Britain Short Domains For Sale
Britain's Nominet, the registry for .uk domain, announced the sunrise period for some of the previously reserved short .uk domains. The list primarily consists of 1-character and 2-letter names, topped by certain names that were not available before - i.e. travel.net.uk or pro.co.uk.
Domain sale is to undergo three stages. The sunrise period, launched at December 1, 2010, allows trademark owners registering corresponding domains, while those who do not own the trademark but can provide the evidence of bona fide use on the UK on or before 1 January 2008 can apply during the following Unregistered Rights phase. Nominet also incurs certain non-refundable fees for each submitted domain owing to rights validation service. These should be paid along with registrar fees. The beginning of the Landrush phase, as well as of the Unregistered Rights Sunrise phase, is yet to be announced.
In case Nominet receives two or more submissions for each short .uk domain, open auctions will follow. The same rules apply to each of the three stages.
.DE Leads Its Way In Terms Of Numbers
.DE — Germany's top level domain — passed the 14-million registrations mark, being the world's largest and leaving China behind.
As the number of registrations in .cn declined from 14 million in February 2009 to today's 6 million, owing both to changes in registration policies and to the end of 1-yuan domain name sale, .de has secured itself as the headliner in terms of numbers.
At the moment, the leaderboards among the world's largest ccTLDs — are led by .de (14 million domain names), which is followed by .uk (United Kingdom, 8,8 million registrations), then by .cn (China, 6 million) and .nl (Netherlands, 4 million domain names). .eu, the ccTLD for European Union, and Russia's .ru follow with 3,3 million and 3,1 million registered domain names, correspondingly.
VeriSign Enables DNSSEC For Its Partners
VeriSign has launched a service to ease the implementation of Domain Name System Security Extensions (DNSSEC).
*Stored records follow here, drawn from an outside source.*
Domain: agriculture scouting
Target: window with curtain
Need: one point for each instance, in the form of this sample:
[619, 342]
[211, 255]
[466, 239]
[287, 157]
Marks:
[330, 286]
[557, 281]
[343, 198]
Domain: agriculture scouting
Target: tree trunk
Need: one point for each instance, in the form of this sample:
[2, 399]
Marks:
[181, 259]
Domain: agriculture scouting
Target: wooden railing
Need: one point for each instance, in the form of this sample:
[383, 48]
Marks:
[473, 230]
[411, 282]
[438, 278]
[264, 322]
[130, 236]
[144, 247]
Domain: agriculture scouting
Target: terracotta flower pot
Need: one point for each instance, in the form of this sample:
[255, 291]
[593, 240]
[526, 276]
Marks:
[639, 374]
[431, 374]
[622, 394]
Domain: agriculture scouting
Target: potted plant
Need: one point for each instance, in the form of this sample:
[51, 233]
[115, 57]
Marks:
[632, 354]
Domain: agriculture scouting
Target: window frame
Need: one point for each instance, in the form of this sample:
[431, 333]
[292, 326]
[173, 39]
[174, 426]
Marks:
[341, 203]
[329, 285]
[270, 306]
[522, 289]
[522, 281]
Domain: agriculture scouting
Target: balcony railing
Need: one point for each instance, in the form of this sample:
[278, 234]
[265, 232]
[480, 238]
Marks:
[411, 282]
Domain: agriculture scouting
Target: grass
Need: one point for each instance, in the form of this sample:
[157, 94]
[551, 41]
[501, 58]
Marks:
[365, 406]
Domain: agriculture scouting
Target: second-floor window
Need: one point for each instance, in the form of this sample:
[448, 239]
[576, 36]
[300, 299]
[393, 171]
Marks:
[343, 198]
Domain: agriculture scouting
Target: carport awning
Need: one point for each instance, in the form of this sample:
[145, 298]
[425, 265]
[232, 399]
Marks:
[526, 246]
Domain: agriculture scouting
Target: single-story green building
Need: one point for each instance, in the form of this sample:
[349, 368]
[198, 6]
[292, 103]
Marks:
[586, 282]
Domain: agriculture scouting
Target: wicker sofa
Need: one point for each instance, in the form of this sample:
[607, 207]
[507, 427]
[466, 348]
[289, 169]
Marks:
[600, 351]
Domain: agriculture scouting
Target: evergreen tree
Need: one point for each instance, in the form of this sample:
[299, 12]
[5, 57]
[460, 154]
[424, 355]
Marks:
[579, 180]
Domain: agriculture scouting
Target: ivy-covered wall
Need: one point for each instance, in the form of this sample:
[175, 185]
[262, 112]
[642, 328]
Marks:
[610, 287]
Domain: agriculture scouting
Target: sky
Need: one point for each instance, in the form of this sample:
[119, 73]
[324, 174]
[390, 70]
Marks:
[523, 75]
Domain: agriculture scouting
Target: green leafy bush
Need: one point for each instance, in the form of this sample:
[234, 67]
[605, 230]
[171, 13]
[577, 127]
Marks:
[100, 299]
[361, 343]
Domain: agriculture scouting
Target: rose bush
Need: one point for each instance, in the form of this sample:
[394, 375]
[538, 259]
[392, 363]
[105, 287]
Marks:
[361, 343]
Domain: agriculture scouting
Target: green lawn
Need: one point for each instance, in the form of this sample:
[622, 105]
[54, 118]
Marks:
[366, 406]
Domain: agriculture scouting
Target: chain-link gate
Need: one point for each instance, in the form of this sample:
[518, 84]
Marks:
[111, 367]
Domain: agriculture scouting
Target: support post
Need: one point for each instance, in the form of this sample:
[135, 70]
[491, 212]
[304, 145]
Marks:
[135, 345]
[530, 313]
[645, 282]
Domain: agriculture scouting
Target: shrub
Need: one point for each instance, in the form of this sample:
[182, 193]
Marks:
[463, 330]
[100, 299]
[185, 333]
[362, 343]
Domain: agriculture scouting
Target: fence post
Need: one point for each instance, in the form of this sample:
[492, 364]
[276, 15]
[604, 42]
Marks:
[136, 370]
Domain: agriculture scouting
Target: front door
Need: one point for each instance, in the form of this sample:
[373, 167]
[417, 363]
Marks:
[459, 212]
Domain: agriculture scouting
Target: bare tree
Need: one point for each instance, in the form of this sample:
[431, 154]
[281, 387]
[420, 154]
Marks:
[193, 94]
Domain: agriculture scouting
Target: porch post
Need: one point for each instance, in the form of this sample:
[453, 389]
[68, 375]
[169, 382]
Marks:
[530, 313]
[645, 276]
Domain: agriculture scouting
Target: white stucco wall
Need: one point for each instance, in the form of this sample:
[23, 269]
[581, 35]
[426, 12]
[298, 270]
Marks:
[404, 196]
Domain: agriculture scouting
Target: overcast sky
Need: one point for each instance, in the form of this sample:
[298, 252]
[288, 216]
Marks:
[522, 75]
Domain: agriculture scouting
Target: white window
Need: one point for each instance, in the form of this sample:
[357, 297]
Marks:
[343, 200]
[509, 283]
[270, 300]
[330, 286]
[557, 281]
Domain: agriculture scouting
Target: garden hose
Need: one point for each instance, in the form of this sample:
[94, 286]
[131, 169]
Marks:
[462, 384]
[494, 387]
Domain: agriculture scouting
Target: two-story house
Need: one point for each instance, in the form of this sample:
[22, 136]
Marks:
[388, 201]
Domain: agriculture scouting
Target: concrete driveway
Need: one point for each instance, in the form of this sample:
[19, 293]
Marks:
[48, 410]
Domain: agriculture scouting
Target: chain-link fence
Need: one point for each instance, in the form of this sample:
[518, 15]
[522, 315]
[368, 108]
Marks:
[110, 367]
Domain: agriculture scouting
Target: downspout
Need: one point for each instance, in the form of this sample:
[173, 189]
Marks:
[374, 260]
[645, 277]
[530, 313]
The service is targeted at registrars to ease the complex DNSSEC implementing process. DNSSEC is a protocol which provides an additional layer of security to the Internet by protecting against cache poisoning and man-in-the-middle attacks, where forged data is used to redirect users to fraudulent websites. VeriSign's DNSSEC Signing Service can be used both for the initial signing of second-level domain names and for periodic resigning, as well as the ongoing management of keys associated with the DNSSEC protocol. As VeriSign states, the benefits of the new service can be enjoyed without the need to invest in additional hardware and human resources to sign and manage domains.
VeriSign offers evaluation period to its registrar partners; the offer is valid through the end of 2011.